As Alison states in her white paper “all risks are not created equal, and different risks require fundamentally different responses.” Hearing the specifics of how risk is confronted on a regional or country-by-country basis is an important step in establishing that response. Listening to those who confront risk on the front lines of international business will help organizations to develop practical tools calibrated to the industry and region. In addition, attending to the concerns of field personnel will go a long way in getting front-line buy in as the participants in such discussions will likely takeaway a vision that “management is serious” about supporting risk management. I call that front-line “buy-in.”

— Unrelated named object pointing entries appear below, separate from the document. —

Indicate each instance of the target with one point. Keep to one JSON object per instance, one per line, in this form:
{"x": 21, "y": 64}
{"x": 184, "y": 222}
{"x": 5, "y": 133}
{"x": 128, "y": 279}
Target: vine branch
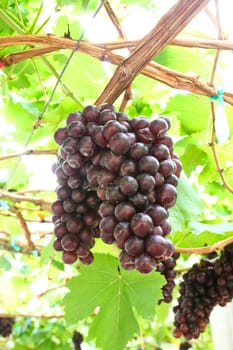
{"x": 208, "y": 249}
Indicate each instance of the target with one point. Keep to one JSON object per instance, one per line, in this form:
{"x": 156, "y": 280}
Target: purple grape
{"x": 121, "y": 233}
{"x": 138, "y": 150}
{"x": 70, "y": 145}
{"x": 57, "y": 207}
{"x": 158, "y": 127}
{"x": 86, "y": 146}
{"x": 87, "y": 260}
{"x": 167, "y": 167}
{"x": 144, "y": 263}
{"x": 74, "y": 225}
{"x": 134, "y": 246}
{"x": 124, "y": 211}
{"x": 127, "y": 261}
{"x": 141, "y": 224}
{"x": 91, "y": 114}
{"x": 128, "y": 167}
{"x": 69, "y": 205}
{"x": 63, "y": 192}
{"x": 69, "y": 257}
{"x": 76, "y": 129}
{"x": 166, "y": 195}
{"x": 107, "y": 115}
{"x": 60, "y": 135}
{"x": 69, "y": 243}
{"x": 160, "y": 151}
{"x": 107, "y": 224}
{"x": 146, "y": 182}
{"x": 57, "y": 245}
{"x": 112, "y": 127}
{"x": 98, "y": 136}
{"x": 60, "y": 229}
{"x": 75, "y": 160}
{"x": 119, "y": 143}
{"x": 157, "y": 213}
{"x": 156, "y": 246}
{"x": 148, "y": 164}
{"x": 139, "y": 123}
{"x": 106, "y": 209}
{"x": 128, "y": 185}
{"x": 74, "y": 117}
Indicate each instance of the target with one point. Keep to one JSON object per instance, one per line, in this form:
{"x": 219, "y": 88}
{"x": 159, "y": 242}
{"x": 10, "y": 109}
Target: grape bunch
{"x": 77, "y": 340}
{"x": 204, "y": 286}
{"x": 117, "y": 179}
{"x": 6, "y": 325}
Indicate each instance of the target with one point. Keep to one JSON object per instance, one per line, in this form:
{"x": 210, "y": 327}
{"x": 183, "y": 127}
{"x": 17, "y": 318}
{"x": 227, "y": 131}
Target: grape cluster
{"x": 204, "y": 286}
{"x": 77, "y": 340}
{"x": 117, "y": 178}
{"x": 6, "y": 325}
{"x": 166, "y": 268}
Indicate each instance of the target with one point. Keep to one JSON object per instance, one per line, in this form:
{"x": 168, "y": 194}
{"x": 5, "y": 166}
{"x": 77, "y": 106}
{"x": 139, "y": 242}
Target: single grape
{"x": 146, "y": 182}
{"x": 127, "y": 261}
{"x": 57, "y": 207}
{"x": 166, "y": 195}
{"x": 91, "y": 114}
{"x": 141, "y": 224}
{"x": 124, "y": 211}
{"x": 128, "y": 167}
{"x": 139, "y": 123}
{"x": 107, "y": 224}
{"x": 98, "y": 136}
{"x": 74, "y": 225}
{"x": 121, "y": 233}
{"x": 63, "y": 192}
{"x": 75, "y": 161}
{"x": 106, "y": 209}
{"x": 76, "y": 129}
{"x": 60, "y": 135}
{"x": 144, "y": 263}
{"x": 86, "y": 146}
{"x": 74, "y": 117}
{"x": 69, "y": 243}
{"x": 134, "y": 246}
{"x": 138, "y": 150}
{"x": 157, "y": 213}
{"x": 128, "y": 185}
{"x": 119, "y": 143}
{"x": 69, "y": 257}
{"x": 148, "y": 164}
{"x": 156, "y": 246}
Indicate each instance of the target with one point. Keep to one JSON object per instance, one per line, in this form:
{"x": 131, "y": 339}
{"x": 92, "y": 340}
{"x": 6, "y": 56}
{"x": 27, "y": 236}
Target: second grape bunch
{"x": 117, "y": 179}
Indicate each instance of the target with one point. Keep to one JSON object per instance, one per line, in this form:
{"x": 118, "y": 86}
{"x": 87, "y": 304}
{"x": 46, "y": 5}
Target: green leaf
{"x": 221, "y": 228}
{"x": 117, "y": 293}
{"x": 188, "y": 206}
{"x": 192, "y": 112}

As Harvard Business School Professor Paul Healy states in an article Corrupting Silence: Companies Must Speak Up Against Bribes, “It’s harder to rationalize corruption if you are receiving a consistent message that we don’t do this.”
Get ready to resist
Here is where it can get challenging, as “the third requirement is a willingness to resist bribery, even in, or especially in, high risk environments.” According to the authors, “resistance to demands is tough but entirely feasible,” requiring “skill, determination-and vision.” The ‘how to,’ is best elevated by Alison when she states that “companies must therefore make strategic decisions as to whether to enter some markets, accepting a certain level of inherent corruption risk, or stay out of them so they can maintain stated ethical commitments.” But where those markets are entered, if delays, sales targets and growth plans to do reflect the inherent market risks, then those at the front line will at some point take compliance decisions into their own hands as they ponder “what does management really want, compliance or sales?”

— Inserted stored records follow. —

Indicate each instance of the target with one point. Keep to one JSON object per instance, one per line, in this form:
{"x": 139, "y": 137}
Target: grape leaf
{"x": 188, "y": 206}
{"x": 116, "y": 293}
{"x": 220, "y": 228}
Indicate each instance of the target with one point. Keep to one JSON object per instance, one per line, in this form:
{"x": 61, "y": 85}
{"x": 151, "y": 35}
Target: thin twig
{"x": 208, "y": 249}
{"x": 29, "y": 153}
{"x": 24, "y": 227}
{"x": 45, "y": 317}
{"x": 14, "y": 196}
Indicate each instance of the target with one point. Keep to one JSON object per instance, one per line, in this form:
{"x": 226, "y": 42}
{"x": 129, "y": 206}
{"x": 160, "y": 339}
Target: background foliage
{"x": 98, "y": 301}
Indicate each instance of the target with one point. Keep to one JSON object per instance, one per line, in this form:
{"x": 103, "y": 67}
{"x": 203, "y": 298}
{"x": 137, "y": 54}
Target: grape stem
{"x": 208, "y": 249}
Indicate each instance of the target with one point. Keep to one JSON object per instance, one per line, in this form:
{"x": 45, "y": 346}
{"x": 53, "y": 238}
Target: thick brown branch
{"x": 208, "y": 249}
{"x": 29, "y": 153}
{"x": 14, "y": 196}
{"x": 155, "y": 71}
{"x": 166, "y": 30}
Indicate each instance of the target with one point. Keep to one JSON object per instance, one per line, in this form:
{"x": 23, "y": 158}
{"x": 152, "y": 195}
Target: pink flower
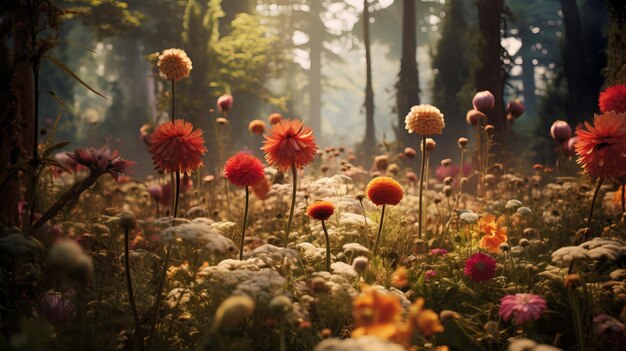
{"x": 483, "y": 101}
{"x": 225, "y": 102}
{"x": 438, "y": 252}
{"x": 101, "y": 160}
{"x": 526, "y": 307}
{"x": 480, "y": 267}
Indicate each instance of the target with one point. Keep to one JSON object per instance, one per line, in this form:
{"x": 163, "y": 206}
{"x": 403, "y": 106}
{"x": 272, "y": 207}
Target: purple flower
{"x": 526, "y": 307}
{"x": 438, "y": 252}
{"x": 101, "y": 160}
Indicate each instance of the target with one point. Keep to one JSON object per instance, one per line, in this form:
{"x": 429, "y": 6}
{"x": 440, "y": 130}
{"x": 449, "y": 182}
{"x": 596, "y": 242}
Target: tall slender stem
{"x": 327, "y": 246}
{"x": 131, "y": 295}
{"x": 294, "y": 172}
{"x": 367, "y": 228}
{"x": 380, "y": 230}
{"x": 243, "y": 231}
{"x": 173, "y": 100}
{"x": 421, "y": 189}
{"x": 589, "y": 218}
{"x": 623, "y": 198}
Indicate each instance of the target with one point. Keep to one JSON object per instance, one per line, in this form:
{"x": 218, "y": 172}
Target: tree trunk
{"x": 616, "y": 60}
{"x": 408, "y": 79}
{"x": 316, "y": 38}
{"x": 490, "y": 75}
{"x": 574, "y": 62}
{"x": 369, "y": 143}
{"x": 528, "y": 69}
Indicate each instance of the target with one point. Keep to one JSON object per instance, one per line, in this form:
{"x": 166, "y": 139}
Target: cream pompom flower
{"x": 174, "y": 64}
{"x": 425, "y": 120}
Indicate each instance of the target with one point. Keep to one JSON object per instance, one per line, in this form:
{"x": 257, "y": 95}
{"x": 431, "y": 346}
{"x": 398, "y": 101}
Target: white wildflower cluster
{"x": 596, "y": 249}
{"x": 312, "y": 254}
{"x": 366, "y": 343}
{"x": 203, "y": 231}
{"x": 273, "y": 256}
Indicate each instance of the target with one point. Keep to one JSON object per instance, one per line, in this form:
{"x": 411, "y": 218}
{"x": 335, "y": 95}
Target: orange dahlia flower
{"x": 601, "y": 148}
{"x": 244, "y": 170}
{"x": 275, "y": 118}
{"x": 376, "y": 313}
{"x": 494, "y": 234}
{"x": 175, "y": 146}
{"x": 174, "y": 64}
{"x": 288, "y": 143}
{"x": 384, "y": 191}
{"x": 320, "y": 210}
{"x": 256, "y": 127}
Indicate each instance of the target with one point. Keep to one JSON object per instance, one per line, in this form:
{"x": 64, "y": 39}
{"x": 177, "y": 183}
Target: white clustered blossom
{"x": 512, "y": 204}
{"x": 177, "y": 297}
{"x": 344, "y": 270}
{"x": 347, "y": 219}
{"x": 605, "y": 248}
{"x": 355, "y": 249}
{"x": 273, "y": 256}
{"x": 200, "y": 232}
{"x": 469, "y": 217}
{"x": 365, "y": 343}
{"x": 566, "y": 254}
{"x": 311, "y": 253}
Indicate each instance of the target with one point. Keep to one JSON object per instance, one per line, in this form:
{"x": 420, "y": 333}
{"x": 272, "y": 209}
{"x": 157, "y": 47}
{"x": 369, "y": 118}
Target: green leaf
{"x": 73, "y": 75}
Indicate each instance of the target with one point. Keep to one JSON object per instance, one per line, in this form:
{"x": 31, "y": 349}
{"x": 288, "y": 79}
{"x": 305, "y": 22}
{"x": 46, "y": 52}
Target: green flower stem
{"x": 380, "y": 229}
{"x": 327, "y": 246}
{"x": 131, "y": 295}
{"x": 294, "y": 172}
{"x": 245, "y": 219}
{"x": 421, "y": 189}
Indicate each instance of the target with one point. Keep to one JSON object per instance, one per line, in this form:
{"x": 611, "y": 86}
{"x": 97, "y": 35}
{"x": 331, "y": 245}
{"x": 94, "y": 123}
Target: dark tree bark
{"x": 408, "y": 80}
{"x": 316, "y": 38}
{"x": 575, "y": 63}
{"x": 490, "y": 75}
{"x": 369, "y": 142}
{"x": 616, "y": 60}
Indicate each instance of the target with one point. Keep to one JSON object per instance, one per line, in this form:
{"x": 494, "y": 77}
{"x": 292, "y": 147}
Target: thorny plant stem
{"x": 131, "y": 296}
{"x": 327, "y": 246}
{"x": 71, "y": 195}
{"x": 367, "y": 228}
{"x": 380, "y": 230}
{"x": 294, "y": 172}
{"x": 421, "y": 189}
{"x": 588, "y": 228}
{"x": 245, "y": 219}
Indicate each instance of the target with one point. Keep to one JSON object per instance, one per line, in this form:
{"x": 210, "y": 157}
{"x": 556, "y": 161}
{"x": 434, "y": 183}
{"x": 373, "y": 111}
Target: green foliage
{"x": 248, "y": 58}
{"x": 109, "y": 17}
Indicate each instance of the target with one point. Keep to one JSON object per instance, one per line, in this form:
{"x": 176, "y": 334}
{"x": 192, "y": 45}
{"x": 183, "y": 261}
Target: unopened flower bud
{"x": 127, "y": 220}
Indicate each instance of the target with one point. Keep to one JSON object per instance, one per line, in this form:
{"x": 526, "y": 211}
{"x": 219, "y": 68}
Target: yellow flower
{"x": 400, "y": 277}
{"x": 494, "y": 234}
{"x": 424, "y": 120}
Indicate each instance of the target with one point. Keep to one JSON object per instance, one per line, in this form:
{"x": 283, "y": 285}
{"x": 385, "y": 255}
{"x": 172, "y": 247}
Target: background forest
{"x": 306, "y": 59}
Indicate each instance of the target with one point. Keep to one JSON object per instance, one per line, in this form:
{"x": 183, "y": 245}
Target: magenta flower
{"x": 483, "y": 101}
{"x": 438, "y": 252}
{"x": 526, "y": 307}
{"x": 225, "y": 102}
{"x": 480, "y": 267}
{"x": 514, "y": 109}
{"x": 101, "y": 160}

As the survey states “often the most realistic approach is to accept a short-term failure to win business, while preparing the ground for greater success in the future.” Indeed, when field personnel see that management understands that to be successful and compliant, short-term sacrifices will be necessary, then an important step will have been reached to embrace a more “robust and meaningful anti-corruption program” as going “beyond simple compliance.”

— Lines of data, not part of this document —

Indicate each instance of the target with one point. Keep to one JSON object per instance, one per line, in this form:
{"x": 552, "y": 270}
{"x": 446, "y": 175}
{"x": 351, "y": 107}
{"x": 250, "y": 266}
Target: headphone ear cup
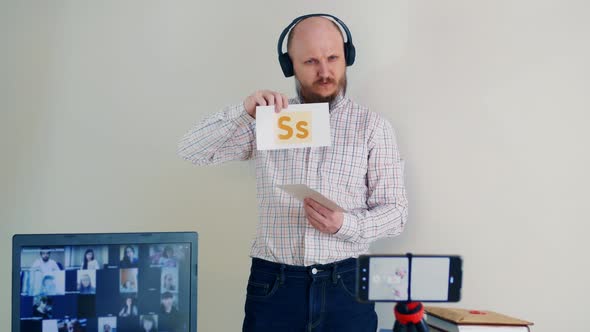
{"x": 286, "y": 64}
{"x": 350, "y": 53}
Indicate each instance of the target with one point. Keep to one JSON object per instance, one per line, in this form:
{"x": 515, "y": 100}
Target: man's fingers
{"x": 310, "y": 211}
{"x": 270, "y": 99}
{"x": 318, "y": 207}
{"x": 260, "y": 101}
{"x": 278, "y": 102}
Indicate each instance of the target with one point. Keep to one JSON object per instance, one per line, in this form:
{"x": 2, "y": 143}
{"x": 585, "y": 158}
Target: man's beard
{"x": 306, "y": 94}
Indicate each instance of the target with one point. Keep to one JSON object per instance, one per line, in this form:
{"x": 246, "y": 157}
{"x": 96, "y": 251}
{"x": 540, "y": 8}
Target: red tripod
{"x": 409, "y": 317}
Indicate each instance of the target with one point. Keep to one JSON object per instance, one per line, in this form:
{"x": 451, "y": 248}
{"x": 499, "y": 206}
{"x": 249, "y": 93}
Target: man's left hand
{"x": 322, "y": 218}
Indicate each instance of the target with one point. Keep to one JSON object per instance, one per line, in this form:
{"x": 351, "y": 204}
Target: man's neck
{"x": 332, "y": 105}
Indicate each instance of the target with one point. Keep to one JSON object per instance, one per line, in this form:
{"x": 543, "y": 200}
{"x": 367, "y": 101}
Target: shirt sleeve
{"x": 387, "y": 205}
{"x": 224, "y": 136}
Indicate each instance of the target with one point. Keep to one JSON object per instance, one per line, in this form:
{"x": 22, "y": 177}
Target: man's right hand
{"x": 265, "y": 98}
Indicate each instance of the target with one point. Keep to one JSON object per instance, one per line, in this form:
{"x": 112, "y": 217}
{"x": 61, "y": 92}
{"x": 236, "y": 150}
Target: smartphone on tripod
{"x": 408, "y": 278}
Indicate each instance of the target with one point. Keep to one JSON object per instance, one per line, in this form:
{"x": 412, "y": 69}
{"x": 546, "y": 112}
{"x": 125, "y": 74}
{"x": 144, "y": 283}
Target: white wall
{"x": 489, "y": 98}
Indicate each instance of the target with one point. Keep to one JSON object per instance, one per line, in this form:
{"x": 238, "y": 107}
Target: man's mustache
{"x": 325, "y": 80}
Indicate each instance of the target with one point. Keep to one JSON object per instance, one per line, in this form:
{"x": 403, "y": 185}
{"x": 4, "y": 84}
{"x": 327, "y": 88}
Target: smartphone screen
{"x": 388, "y": 279}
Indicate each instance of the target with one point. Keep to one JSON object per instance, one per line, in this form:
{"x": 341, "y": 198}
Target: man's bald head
{"x": 314, "y": 27}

From my perspective, when those who confront risk in the field see that management has embraced anti-bribery corruption as reflected in business strategy and growth forecasts through making “clear-eyed” strategic decisions, especially in low integrity regions, then the “what we say” will be well balanced and aligned with the “way we do things around here.” This commitment, as Alison states, will then go beyond the traditional “bolt on” compliance model as to “tackle the full scale of the corruption challenge, which cuts across every aspect of a multinationals company’s business.”